The term receptive field is also used in the context of artificial neural networks, most often in relation to convolutional neural networks (CNNs). So, in a neural network context, the receptive field is defined as the size of the region in the input that produces the feature. Basically, it is a measure of association of an output feature (of any layer) to the input region (patch). It is important to note that the idea of receptive fields applies to local operations (i.e. convolution, pooling). As an example, in motion-based tasks, like video prediction and optical flow estimation, large motions need to be captured (displacements of pixels in a 2D grid), so an adequate receptive field is required. Specifically, the receptive field should be sufficient if it is larger than the largest flow magnitude of the dataset. There are a lot of ways that one can increase the receptive field on a CNN.

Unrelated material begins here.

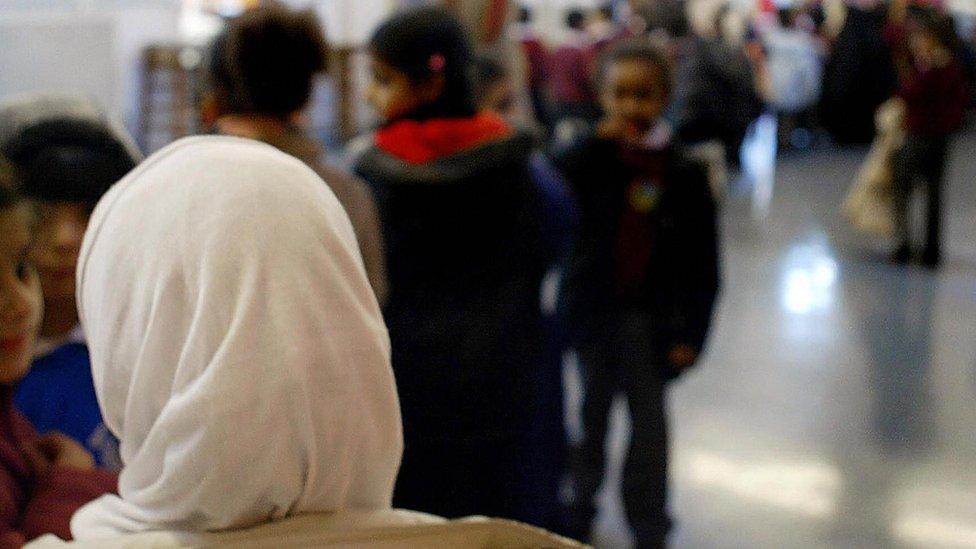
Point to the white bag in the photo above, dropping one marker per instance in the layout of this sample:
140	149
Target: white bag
869	205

When used in this sense, the term adopts a meaning reminiscent of receptive fields in actual biological nervous systems. CNNs have a distinct architecture, designed to mimic the way in which real animal brains are understood to function; instead of having every neuron in each layer connect to all neurons in the next layer (Multilayer perceptron), the neurons are arranged in a 3-dimensional structure in such a way as to take into account the spatial relationships between different neurons with respect to the original data. Since CNNs are used primarily in the field of computer vision, the data that the neurons represent is typically an image; each input neuron represents one pixel from the original image. The first layer of neurons is composed of all the input neurons; neurons in the next layer will receive connections from some of the input neurons (pixels), but not all, as would be the case in a MLP and in other traditional neural networks. Hence, instead of having each neuron receive connections from all neurons in the previous layer, CNNs use a receptive field-like layout in which each neuron receives connections only from a subset of neurons in the previous (lower) layer. The receptive field of a neuron in one of the lower layers encompasses only a small area of the image, while the receptive field of a neuron in subsequent (higher) layers involves a combination of receptive fields from several (but not all) neurons in the layer before (i. e. a neuron in a higher layer "looks" at a larger portion of the image than does a neuron in a lower layer). In this way, each successive layer is capable of learning increasingly abstract features of the original image. The use of receptive fields in this fashion is thought to give CNNs an advantage in recognizing visual patterns when compared to other types of neural networks.